Atualmente são oito instrutores para cerca de 70 alunos, resultando numa conta que não fecha. De acordo com o presidente do lugar, o repasse feito pela Funalfa em troca de algumas bolsas esse ano ainda não foi feito. E já foi sinalizado que deverá sofrer cortes de 30%. “Compreendo isso. É o momento. A Prefeitura nunca nos deixou faltar nada, mas agora enfrenta as dificuldades do ano”, pondera Amaral, que diz ter as despesas com água, telefone, luz, limpeza e um funcionário para arcar, o que não permite fazer a ideal preservação do imóvel tombado. Anunciada em 2010, a mudança de endereço da Parreiras para a Rua Benjamin Constant já não está mais nos planos municipais. “Com a nova gestão da Prefeitura, não temos a previsão de sair mais”, lamenta Amaral.

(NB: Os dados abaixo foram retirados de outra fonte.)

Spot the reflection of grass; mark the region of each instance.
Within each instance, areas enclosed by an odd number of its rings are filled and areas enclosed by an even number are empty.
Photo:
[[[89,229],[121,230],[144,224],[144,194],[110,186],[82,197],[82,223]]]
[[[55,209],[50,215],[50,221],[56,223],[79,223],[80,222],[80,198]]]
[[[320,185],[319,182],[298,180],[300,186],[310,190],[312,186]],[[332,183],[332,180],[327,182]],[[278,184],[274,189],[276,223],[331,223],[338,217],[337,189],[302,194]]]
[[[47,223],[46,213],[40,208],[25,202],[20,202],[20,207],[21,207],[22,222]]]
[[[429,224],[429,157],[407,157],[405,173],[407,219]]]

Sem acessibilidade, o prédio cujo interior reserva a beleza dos ladrilhos hidráulicos onipresentes na cidade do passado, além de uma cúpula e tetos delicadamente ornamentados, deverá abrigar novos cursos a partir de agosto. Além de palestras, cursos e excursões culturais, a associação promoverá aulas de instrumentos musicais como teclado e violão. “Essas novas propostas devem injetar maior fôlego à sustentabilidade da casa”, afirma Cesário.
Otimismo em outras portas
Nem tudo é P&B para os cursos de desenho e pintura da cidade. Para Pedro Guedes, cujo ateliê já soma 15 anos, nos últimos três anos a procura reduziu, mas houve um crescimento muito vigoroso na última década, o que acaba por não deixar que o impacto dos últimos anos seja vivido com temor. “Desde que inaugurei o ateliê, a procura foi crescendo e me exigiu que procurasse um novo espaço. Ali (na esquina das ruas Floriano Peixoto e Santo Antônio) cheguei a ter mais de cem alunos. Encontrei um espaço maior e diminuí o limite de alunos, para poder me dedicar também a meu trabalho autoral”, pontua ele, que conta com seis professores na escola, de tapeçaria a mosaico.

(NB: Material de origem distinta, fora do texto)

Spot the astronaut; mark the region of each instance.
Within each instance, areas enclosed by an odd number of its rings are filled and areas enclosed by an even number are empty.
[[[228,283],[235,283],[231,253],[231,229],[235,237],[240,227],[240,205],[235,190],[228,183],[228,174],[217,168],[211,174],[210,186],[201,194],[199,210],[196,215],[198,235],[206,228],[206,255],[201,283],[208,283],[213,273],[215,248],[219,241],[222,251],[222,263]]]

Somando 15 anos de experiência em salas de aula, Marcelo Casali, discípulo do pintor Heitor de Alencar, percebe que, gradativamente, as turmas foram crescendo, chegando aos atuais 120 alunos. “Hoje em dia, as pessoas têm uma visão voltada para a sensibilidade das crianças. Antigamente, as meninas iam para o balé, e os meninos, para o futebol. Sempre fui muito otimista, acreditei na arte. Ainda espero que esse movimento dos livros de colorir possa levar as pessoas a se voltarem mais para a arte”, aposta.

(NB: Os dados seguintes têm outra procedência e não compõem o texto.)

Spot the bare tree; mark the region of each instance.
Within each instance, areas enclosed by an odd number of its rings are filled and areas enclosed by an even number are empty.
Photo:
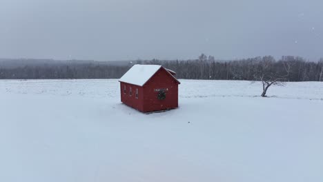
[[[202,54],[199,57],[199,61],[200,65],[201,65],[201,79],[203,79],[204,64],[204,62],[206,61],[206,56],[204,54]]]
[[[321,72],[320,73],[319,81],[323,81],[323,58],[321,58],[319,62],[319,65],[321,66]]]
[[[264,57],[258,62],[258,70],[254,75],[255,81],[262,83],[261,97],[266,97],[267,90],[271,85],[284,85],[286,76],[280,76],[275,73],[273,68],[275,59],[273,57]]]
[[[211,72],[212,72],[211,65],[212,65],[212,63],[214,63],[214,61],[215,61],[215,59],[214,59],[214,57],[208,56],[208,79],[211,79],[212,78],[212,76],[211,76]]]

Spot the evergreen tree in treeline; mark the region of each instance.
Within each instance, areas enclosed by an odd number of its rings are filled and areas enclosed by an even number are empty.
[[[135,63],[158,64],[177,72],[186,79],[257,81],[264,62],[270,74],[284,75],[286,81],[323,81],[323,59],[306,61],[302,57],[287,56],[275,60],[271,56],[218,61],[212,56],[201,54],[197,59],[184,61],[137,60],[128,64],[64,63],[22,67],[0,67],[0,79],[119,79]]]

Mesmo sem sentir o impulso que poderia partir desse novo mercado que se fortalece entre os editores e se profissionaliza em diferentes frentes (uma delas, a de profissionais de design que se voltam para a febre), os cursos comemoram o fortalecimento proporcionado pelo vestibular da UFJF, nos cursos que exigem provas de habilidades específicas. Na Hiato Ambiente de Arte, apesar de o número de horários e alunos ter diminuído nos últimos anos, a procura por aulas preparatórias tem sido crescente. Na Sociedade de Belas Artes Antônio Parreiras, os meses que precedem as provas dão fôlego às contas da instituição. O ensino da arte ainda aguarda as cores vibrantes que saltam das páginas.